'Hope for the Best, Prepare for the Worst.' It is a common saying, that most traders will connect to. I would adapt it to 'Prepare for the Best, Trade on the Worst'. In this context, I'm talking about the crushed volatility and quiet trading conditions we have been dealing with. I am prepared should breakouts and big swings return under the influence of global sentiment and shifting monetary policy tides; but for now, it seems range and reserved reach are what we are dealing with.
Among my existing trades, I have a NZD/CAD short which I took with the spike following the RBNZ rate decision that held a trendline resistance going back two-and-a-half years. With the quick reversal after that volatility, the first target was already hit (approximately +140) and the stop was trailed to breakeven looking to momentum to dictate the remaining half's exit.
I also have a long USD/JPY taken just above the rising trendline of lows going back to the post-Brexit plunge and the 50% Fib of the advance from record lows in 2011 to post-QQE high set last year around 100.65. This is very close to entry as of Friday's close and is a risk holding over the weekend given the extreme level of quiet. I will have to evaluate its risk from volatility in response to the Japanese GDP on Monday morning and see if it should be taken off before hand.
There are plenty of other pairs that look well positioned for great opportunity, unfortunately much of that opportunity is appropriate for very different conditions (such as markets that can produce major breakouts or trends).

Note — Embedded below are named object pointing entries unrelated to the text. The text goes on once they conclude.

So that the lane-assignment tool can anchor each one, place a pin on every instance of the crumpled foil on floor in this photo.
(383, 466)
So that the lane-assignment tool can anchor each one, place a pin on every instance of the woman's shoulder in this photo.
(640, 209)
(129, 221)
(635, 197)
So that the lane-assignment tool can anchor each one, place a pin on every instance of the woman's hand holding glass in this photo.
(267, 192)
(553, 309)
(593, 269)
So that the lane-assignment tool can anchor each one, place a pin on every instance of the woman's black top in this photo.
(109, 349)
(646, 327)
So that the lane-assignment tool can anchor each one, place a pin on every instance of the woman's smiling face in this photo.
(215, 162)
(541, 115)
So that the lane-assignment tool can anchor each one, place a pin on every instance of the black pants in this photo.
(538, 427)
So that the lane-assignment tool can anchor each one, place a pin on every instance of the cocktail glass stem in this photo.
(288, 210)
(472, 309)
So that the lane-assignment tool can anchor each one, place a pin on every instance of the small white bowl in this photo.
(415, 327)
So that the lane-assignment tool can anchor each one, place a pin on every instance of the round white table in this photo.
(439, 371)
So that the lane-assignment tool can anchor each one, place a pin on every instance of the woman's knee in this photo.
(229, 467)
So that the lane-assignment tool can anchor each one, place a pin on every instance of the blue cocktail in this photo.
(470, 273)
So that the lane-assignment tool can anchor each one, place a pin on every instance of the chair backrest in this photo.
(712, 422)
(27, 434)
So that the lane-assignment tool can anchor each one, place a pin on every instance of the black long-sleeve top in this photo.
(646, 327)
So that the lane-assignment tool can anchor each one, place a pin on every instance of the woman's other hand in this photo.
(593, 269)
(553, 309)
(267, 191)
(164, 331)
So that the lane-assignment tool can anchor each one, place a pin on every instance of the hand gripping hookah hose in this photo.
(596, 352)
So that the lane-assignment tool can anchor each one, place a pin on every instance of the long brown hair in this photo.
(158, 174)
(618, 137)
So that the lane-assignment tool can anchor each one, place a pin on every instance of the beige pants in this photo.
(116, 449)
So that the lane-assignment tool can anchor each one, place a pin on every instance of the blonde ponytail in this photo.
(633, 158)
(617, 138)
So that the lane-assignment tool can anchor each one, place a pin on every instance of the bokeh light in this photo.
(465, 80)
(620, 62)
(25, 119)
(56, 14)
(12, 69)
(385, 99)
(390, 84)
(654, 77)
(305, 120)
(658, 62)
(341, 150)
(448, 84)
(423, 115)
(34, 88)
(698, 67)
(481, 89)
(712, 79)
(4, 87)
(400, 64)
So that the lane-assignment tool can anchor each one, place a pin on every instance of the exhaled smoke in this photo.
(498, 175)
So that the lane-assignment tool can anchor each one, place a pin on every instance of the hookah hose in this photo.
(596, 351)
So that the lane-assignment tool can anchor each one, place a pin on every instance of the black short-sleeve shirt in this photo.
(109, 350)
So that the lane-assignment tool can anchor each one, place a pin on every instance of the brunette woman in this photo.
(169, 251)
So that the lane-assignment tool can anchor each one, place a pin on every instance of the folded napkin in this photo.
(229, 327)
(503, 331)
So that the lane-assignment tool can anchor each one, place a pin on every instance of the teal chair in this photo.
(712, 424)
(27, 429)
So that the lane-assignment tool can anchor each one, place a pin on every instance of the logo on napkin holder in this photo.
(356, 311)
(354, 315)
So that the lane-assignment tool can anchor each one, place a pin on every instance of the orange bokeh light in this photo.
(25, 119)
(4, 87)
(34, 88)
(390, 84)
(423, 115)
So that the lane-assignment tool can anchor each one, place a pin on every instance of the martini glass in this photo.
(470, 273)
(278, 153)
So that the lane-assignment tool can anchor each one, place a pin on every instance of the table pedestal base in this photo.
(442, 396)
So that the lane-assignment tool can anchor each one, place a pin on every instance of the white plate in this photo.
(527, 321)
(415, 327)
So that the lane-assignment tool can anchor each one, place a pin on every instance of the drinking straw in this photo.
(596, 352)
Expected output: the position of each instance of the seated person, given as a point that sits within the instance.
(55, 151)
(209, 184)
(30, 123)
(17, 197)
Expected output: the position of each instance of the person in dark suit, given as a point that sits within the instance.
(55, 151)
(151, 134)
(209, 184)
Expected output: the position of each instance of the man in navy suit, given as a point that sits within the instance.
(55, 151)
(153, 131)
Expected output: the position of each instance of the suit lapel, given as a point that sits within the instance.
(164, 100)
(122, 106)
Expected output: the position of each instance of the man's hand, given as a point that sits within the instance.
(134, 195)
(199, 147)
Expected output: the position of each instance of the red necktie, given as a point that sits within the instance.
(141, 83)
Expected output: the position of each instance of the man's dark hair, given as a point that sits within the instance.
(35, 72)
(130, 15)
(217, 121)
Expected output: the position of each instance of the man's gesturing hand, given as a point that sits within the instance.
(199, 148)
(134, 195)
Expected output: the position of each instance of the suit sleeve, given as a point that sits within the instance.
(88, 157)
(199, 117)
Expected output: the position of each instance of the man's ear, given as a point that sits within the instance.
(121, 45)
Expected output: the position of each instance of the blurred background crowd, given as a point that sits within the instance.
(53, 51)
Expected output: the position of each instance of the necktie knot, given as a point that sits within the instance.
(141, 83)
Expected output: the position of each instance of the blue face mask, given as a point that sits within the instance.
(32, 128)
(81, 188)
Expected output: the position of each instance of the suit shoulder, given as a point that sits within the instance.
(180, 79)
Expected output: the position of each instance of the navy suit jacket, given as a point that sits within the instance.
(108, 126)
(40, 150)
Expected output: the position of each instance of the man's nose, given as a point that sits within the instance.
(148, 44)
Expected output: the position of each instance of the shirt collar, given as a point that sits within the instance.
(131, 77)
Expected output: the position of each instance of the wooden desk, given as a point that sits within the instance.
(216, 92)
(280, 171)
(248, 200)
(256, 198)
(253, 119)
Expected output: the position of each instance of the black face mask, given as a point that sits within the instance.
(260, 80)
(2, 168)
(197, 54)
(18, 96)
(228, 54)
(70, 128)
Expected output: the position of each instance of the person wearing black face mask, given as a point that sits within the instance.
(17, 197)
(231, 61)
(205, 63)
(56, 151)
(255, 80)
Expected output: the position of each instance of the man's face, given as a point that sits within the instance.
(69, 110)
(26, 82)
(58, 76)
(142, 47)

We are dealing with conditions more akin to ranges and small swings until the tides turn. Therefore, the ranges seen with pairs like USD/CAD (1.2950-1.3250); EUR/USD (1.1225 - 1.0975); AUD/USD (0.7750-0.7550) and NZD/USD (0.7325-0.6950) look appealing should timing and event risk provide.
I am also watching AUD/CAD. I missed the reversal from a descending trendline around 1.0100 as I was distracted. A break below the 20-day moving average and trendline support around 0.9900 would be a next move in a larger reversal, but this needs to be weighed carefully as it would look more like a trend trade - and these aren't trending markets - not yet at least.